Teknologi pencairan gas alam, atau gas alam cair (LNG), adalah cara yang rumit namun efisien untuk mengangkut gas alam dalam jarak jauh. Bayangkan bagaimana kita menuangkan air ke dalam cetakan es - hampir sama, hanya gas alam yang menggantikan air, dan gas cair sebagai pengganti es. Mengapa hal ini perlu? Karena gas alam adalah bahan bakar yang kita gunakan untuk menghangatkan rumah, menjalankan pabrik, dan menghasilkan listrik. Terkadang ladang gas terletak jauh dari konsumen, dan pengangkutannya dalam bentuk gas terlalu mahal dan sulit.

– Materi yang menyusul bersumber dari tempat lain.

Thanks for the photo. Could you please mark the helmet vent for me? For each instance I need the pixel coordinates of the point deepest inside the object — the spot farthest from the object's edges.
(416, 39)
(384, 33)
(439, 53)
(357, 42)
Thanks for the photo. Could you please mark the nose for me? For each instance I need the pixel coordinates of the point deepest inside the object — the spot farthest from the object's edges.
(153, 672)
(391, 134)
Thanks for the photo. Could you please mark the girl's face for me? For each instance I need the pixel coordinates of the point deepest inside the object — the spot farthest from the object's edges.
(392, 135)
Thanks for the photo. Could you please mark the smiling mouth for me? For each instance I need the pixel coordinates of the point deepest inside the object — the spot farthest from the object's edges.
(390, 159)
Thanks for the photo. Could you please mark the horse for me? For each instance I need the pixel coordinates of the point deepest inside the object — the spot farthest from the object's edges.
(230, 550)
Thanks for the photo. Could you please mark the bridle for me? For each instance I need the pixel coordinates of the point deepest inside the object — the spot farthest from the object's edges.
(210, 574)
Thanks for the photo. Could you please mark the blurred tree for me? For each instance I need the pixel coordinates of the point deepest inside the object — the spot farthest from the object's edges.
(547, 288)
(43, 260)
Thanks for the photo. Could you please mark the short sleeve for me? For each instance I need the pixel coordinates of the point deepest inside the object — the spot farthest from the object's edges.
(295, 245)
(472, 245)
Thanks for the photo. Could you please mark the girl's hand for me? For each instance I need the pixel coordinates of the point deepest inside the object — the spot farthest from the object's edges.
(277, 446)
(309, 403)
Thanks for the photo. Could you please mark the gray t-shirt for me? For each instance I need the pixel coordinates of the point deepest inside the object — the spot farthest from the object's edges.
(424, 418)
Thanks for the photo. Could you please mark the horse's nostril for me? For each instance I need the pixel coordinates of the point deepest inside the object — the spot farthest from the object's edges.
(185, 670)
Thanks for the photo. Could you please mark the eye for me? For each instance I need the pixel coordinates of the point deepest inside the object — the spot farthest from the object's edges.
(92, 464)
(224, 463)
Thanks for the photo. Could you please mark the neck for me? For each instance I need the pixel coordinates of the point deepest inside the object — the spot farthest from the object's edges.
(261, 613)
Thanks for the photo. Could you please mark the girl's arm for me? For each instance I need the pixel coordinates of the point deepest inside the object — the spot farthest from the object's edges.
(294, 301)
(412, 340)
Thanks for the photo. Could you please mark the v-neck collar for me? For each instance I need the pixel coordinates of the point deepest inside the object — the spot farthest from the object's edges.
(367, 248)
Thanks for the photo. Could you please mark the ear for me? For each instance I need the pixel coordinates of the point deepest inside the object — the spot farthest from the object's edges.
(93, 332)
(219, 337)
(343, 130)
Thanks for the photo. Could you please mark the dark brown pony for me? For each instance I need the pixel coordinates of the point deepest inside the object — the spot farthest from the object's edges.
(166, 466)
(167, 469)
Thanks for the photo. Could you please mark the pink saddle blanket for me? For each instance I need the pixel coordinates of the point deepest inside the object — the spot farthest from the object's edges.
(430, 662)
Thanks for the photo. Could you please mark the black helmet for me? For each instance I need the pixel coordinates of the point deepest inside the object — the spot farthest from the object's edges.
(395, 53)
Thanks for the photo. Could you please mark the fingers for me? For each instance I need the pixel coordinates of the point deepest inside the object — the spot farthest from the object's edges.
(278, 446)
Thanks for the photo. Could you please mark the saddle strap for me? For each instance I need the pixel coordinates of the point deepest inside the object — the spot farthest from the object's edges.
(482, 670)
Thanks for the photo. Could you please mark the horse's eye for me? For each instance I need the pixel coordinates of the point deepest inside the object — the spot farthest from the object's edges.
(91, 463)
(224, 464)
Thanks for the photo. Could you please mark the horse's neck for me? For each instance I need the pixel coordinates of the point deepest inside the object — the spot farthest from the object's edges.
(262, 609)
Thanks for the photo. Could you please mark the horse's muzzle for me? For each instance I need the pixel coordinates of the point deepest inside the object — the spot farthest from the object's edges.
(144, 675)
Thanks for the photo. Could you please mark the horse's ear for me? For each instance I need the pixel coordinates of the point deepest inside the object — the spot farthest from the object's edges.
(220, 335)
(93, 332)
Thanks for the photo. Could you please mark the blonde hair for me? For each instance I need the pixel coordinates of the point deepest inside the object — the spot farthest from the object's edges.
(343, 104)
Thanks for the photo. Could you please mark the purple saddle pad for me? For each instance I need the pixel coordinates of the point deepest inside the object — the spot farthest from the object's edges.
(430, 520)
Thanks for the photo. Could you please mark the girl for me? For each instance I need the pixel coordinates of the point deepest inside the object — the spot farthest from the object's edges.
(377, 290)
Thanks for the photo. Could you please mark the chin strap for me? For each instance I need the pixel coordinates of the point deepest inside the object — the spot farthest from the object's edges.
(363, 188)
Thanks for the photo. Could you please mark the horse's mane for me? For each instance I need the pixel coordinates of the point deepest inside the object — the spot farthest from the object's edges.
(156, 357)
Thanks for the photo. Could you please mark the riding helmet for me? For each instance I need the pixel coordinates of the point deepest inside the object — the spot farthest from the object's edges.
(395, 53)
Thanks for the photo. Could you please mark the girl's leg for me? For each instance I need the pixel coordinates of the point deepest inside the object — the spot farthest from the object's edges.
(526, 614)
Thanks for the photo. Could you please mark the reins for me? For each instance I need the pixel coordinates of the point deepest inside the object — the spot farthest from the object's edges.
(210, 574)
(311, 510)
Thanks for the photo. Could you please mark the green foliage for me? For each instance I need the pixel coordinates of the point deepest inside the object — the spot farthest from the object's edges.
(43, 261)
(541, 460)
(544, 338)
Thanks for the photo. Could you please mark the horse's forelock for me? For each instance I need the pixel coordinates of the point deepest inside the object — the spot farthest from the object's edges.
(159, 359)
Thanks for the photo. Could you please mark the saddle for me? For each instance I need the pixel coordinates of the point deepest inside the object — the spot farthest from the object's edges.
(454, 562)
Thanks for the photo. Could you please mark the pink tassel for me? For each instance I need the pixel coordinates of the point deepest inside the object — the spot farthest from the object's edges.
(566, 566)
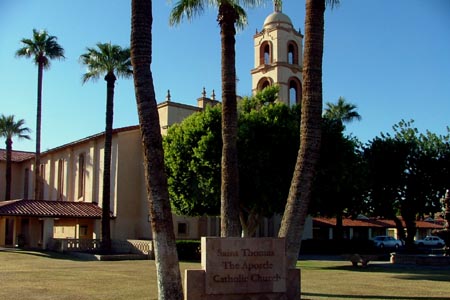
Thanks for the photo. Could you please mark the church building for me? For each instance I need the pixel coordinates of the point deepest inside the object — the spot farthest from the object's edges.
(72, 173)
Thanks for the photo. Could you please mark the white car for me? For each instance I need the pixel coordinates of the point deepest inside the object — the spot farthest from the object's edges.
(431, 241)
(384, 241)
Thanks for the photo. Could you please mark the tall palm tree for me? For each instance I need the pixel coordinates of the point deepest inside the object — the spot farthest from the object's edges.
(230, 15)
(296, 210)
(42, 47)
(9, 128)
(166, 257)
(109, 60)
(342, 111)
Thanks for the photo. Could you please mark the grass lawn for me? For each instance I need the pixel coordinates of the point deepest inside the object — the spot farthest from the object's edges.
(50, 276)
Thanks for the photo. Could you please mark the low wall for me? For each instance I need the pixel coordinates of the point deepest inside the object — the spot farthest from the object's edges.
(144, 247)
(420, 259)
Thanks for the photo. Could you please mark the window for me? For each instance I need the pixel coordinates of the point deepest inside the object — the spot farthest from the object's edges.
(295, 91)
(292, 53)
(182, 228)
(263, 83)
(265, 54)
(60, 187)
(83, 231)
(81, 174)
(26, 183)
(41, 180)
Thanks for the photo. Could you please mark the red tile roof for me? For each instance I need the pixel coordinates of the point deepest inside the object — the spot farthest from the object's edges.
(374, 223)
(52, 209)
(16, 156)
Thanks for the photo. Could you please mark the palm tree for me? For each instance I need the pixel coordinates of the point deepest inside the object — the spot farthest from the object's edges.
(341, 111)
(9, 128)
(230, 15)
(166, 257)
(296, 210)
(42, 47)
(110, 60)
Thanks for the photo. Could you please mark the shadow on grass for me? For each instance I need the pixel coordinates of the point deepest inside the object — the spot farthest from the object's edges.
(39, 253)
(334, 296)
(405, 272)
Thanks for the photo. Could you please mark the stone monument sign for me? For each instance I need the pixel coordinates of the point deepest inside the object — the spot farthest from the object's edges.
(242, 269)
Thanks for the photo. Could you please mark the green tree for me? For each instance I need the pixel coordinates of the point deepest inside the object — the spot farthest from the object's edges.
(296, 210)
(230, 15)
(341, 111)
(267, 143)
(341, 180)
(342, 191)
(408, 174)
(166, 257)
(10, 128)
(42, 47)
(109, 60)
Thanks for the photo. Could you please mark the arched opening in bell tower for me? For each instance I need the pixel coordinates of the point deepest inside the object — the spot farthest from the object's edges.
(265, 53)
(295, 91)
(263, 83)
(292, 53)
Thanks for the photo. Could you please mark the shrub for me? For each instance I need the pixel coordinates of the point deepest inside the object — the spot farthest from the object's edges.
(189, 250)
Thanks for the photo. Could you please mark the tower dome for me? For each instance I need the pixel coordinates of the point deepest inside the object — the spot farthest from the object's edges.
(278, 57)
(277, 18)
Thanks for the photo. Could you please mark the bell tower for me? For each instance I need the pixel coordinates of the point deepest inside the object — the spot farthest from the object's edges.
(278, 57)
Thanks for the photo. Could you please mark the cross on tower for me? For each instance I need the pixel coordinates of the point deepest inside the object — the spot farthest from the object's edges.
(278, 5)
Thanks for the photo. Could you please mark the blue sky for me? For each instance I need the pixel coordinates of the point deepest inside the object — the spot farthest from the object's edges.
(389, 57)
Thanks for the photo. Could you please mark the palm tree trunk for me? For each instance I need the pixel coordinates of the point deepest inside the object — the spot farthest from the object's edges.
(230, 225)
(166, 257)
(106, 206)
(8, 169)
(299, 196)
(37, 158)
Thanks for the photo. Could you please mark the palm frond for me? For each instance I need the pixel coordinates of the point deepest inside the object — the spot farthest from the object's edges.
(187, 9)
(106, 58)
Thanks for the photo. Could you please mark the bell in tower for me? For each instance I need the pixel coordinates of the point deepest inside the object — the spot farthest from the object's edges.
(278, 57)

Bagaimana ini bisa terjadi?
Proses pencairan melibatkan pendinginan gas alam hingga suhu yang sangat rendah – sekitar minus 162 derajat Celcius. Pada suhu ini, gas berubah menjadi cair, menempati volume yang jauh lebih kecil. Hal ini memungkinkannya untuk disimpan dan diangkut dalam kapal tanker khusus jauh lebih efisien daripada dalam bentuk gas. Proses ini memerlukan peralatan khusus yang beroperasi seperti unit pendingin besar dengan menggunakan berbagai tahapan pendinginan dan filtrasi. Penting untuk dicatat bahwa gas alam dimurnikan dari kotoran sebelum dicairkan, karena beberapa zat dapat merusak peralatan.
Keuntungan dan Kerugian
Gas alam cair memiliki banyak manfaat. Pertama, dibutuhkan lebih sedikit ruang selama transportasi, sehingga mengurangi biaya. Kedua, bahan bakar jenis ini tidak terlalu berbahaya bagi lingkungan dibandingkan jenis bahan bakar lainnya, seperti batu bara. Ketiga, ini merupakan sumber energi yang sangat kuat, mampu memasok kebutuhan kota-kota besar dan perusahaan industri. Namun proses pencairan merupakan proses mahal yang memerlukan investasi modal besar, dan penyimpanan LNG juga memerlukan fasilitas penyimpanan khusus dan mahal. Perlu juga diingat bahwa pengiriman LNG merupakan proses logistik yang agak rumit yang memerlukan kapal tanker dan pelabuhan khusus.